Rassemblées pour la plupart depuis fin mai, les 24 équipes participantes à l’Euro, et leurs encadrements, sont soumises à un isolement strict. L’équipe de France est ainsi « confinée » dans son camp de base à Clairefontaine (Yvelines). Jusqu’au 14 juin, date de leur départ pour Munich, où ils affronteront l’Allemagne le lendemain, les Bleus ne peuvent sortir qu’à de rares occasions : balades en forêt à vélo ou matchs amicaux disputés à Nice contre le Pays de Galles et au Stade de France contre la Bulgarie.

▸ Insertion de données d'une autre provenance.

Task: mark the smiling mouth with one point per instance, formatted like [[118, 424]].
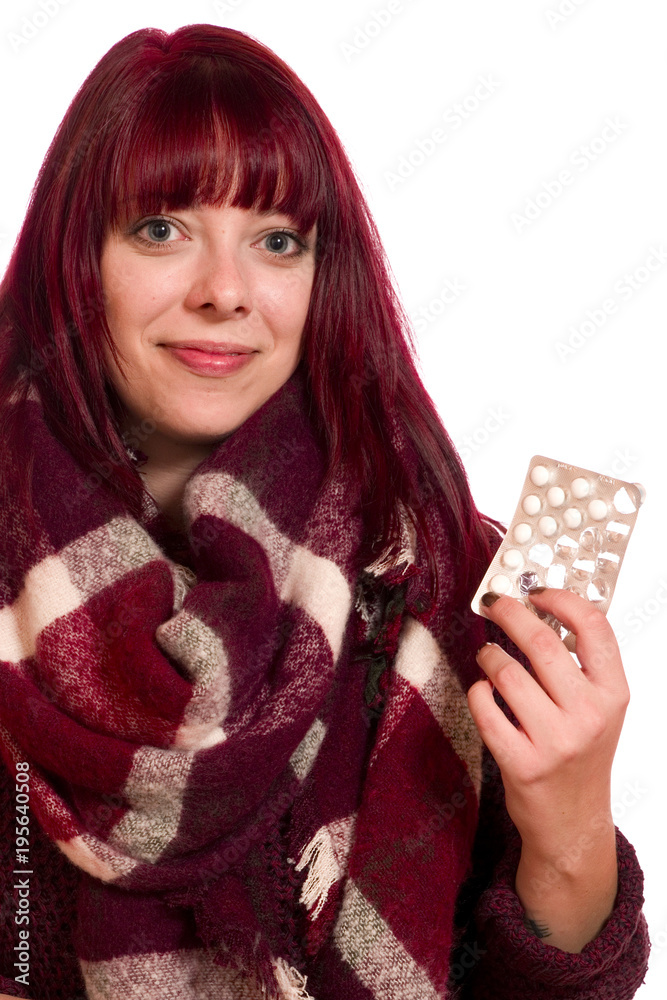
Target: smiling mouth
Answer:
[[211, 347]]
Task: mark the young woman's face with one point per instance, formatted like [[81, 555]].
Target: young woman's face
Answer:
[[206, 307]]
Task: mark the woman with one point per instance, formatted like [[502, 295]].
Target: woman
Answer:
[[243, 689]]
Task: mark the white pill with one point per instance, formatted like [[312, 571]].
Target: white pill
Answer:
[[556, 496], [597, 510], [512, 558], [580, 488], [548, 526], [572, 517], [500, 584], [540, 475], [531, 504], [522, 533]]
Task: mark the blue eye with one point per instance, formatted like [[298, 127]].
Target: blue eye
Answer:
[[158, 230], [278, 242], [283, 243]]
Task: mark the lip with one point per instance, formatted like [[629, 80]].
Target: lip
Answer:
[[212, 359]]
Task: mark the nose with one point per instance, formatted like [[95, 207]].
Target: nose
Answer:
[[219, 284]]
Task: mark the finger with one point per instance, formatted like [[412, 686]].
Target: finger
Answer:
[[597, 648], [552, 664], [533, 707], [500, 736]]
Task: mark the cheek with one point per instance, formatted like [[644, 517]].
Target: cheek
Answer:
[[286, 304]]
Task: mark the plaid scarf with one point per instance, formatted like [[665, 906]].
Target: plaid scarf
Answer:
[[262, 764]]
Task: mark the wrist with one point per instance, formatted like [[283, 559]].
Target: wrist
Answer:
[[568, 898]]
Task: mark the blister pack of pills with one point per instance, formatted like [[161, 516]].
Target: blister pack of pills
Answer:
[[570, 530]]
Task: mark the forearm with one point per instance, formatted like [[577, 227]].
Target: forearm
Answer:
[[569, 894]]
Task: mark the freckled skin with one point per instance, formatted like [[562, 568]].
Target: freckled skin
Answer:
[[214, 274]]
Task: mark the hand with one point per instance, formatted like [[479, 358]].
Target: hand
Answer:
[[556, 766]]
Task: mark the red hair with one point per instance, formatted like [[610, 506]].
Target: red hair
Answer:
[[208, 115]]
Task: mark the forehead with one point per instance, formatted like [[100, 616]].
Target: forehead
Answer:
[[218, 156]]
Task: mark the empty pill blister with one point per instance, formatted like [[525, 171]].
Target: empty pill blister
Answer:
[[570, 530]]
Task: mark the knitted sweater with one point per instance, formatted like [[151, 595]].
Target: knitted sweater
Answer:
[[497, 957]]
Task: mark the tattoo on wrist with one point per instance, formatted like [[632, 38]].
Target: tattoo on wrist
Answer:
[[538, 929]]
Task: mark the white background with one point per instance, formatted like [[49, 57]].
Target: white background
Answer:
[[495, 358]]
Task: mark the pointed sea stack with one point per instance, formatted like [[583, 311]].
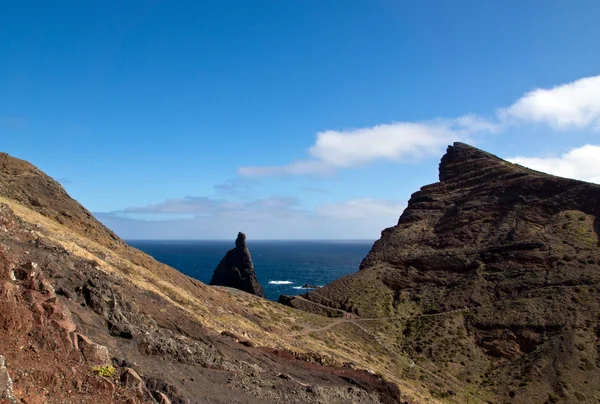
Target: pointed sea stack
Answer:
[[236, 269]]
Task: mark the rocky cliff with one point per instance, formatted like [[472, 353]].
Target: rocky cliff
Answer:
[[86, 318], [490, 279], [236, 269]]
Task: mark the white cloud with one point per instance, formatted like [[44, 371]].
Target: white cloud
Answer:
[[572, 105], [361, 209], [582, 163], [301, 167], [393, 142], [269, 218]]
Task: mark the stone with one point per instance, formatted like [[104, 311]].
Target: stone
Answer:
[[6, 386], [161, 398], [91, 351], [236, 269], [131, 380]]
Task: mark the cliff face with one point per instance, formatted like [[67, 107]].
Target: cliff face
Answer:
[[492, 277], [236, 269], [84, 317]]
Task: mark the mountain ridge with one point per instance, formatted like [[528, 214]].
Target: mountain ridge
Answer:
[[499, 256]]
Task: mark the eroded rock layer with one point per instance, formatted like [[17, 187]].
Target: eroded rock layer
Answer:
[[492, 278], [236, 269]]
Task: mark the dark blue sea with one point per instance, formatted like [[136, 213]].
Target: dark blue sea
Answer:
[[282, 267]]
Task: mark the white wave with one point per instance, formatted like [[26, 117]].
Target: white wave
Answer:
[[280, 282]]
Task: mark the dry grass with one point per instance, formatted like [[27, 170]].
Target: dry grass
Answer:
[[264, 322]]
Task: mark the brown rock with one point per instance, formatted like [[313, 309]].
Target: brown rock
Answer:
[[91, 351], [132, 380], [236, 269], [6, 386], [161, 398]]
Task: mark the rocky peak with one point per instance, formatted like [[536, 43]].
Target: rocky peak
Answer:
[[236, 269], [240, 241], [461, 158]]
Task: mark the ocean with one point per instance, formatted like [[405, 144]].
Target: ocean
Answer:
[[282, 267]]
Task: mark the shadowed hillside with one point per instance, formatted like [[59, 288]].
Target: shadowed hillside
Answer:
[[492, 278]]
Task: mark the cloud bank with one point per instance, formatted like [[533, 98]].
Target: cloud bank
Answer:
[[392, 142], [582, 163], [269, 218], [568, 106]]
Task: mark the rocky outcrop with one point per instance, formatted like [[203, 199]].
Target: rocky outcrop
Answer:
[[236, 269], [6, 389], [79, 309], [491, 277]]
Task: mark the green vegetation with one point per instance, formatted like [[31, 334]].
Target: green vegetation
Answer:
[[105, 371]]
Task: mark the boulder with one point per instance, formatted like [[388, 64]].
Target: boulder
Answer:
[[92, 352], [6, 391]]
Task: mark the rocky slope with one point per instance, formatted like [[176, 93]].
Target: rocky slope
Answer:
[[236, 269], [491, 278], [86, 318]]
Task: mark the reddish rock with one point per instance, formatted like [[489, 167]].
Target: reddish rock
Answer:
[[92, 352]]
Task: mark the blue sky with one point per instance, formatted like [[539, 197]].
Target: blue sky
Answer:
[[289, 119]]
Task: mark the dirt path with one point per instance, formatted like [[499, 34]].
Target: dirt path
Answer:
[[353, 320]]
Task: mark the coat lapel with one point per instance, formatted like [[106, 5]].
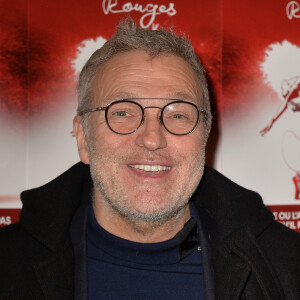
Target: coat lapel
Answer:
[[55, 275]]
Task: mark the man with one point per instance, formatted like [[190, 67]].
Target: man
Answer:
[[142, 217]]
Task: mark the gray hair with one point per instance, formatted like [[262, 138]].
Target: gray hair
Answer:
[[129, 37]]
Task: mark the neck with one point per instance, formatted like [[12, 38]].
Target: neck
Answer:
[[138, 230]]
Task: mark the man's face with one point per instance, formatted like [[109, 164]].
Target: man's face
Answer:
[[119, 163]]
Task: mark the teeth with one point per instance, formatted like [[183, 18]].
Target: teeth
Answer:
[[151, 168]]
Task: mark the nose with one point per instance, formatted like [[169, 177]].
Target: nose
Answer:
[[151, 135]]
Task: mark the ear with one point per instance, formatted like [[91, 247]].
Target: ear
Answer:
[[81, 141]]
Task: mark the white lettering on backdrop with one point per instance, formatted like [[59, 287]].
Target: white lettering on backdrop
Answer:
[[293, 10], [149, 11]]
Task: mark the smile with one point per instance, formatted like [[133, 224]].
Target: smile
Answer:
[[150, 168]]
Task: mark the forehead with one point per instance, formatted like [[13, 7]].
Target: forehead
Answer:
[[136, 74]]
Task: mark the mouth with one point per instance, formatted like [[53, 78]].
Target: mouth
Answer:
[[151, 168]]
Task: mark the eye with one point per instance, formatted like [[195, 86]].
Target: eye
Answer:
[[179, 116], [121, 113]]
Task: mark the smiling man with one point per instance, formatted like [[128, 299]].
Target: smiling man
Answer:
[[141, 216]]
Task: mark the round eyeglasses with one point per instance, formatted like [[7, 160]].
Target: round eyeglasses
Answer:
[[126, 116]]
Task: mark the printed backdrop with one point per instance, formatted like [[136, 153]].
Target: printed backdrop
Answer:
[[252, 55]]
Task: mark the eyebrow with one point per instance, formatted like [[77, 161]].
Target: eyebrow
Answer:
[[177, 95]]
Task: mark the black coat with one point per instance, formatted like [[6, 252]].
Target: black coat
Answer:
[[253, 256]]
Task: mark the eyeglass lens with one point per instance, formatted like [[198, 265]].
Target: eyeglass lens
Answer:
[[178, 117]]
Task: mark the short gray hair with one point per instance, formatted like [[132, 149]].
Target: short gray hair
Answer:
[[129, 37]]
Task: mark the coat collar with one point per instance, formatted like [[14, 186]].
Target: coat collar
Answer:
[[48, 210], [234, 216]]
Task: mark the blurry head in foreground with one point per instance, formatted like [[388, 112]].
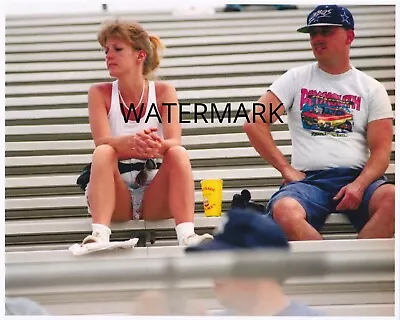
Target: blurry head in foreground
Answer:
[[243, 229]]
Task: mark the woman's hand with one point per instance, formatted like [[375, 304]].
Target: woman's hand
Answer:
[[147, 143]]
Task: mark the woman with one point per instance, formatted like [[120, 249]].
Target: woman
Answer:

« On peut tout imaginer : un livreur qui va toucher une poignée, on la touche ensuite et ça y est, le virus est transmis. On doit tout prévoir, même l’imprévisible », expliquait, début mai, Guy Stéphan, l’adjoint du sélectionneur Didier Deschamps. Si l’épidémie est en nette baisse en France, le risque est toujours grand de voir apparaître un foyer de contamination dans le groupe. A l’image de ce qui s’était passé en rugby avec le XV de France, où douze joueurs et quatre membres de l’encadrement avaient contracté le Covid-19 durant le Tournoi des six nations, au début de l’année.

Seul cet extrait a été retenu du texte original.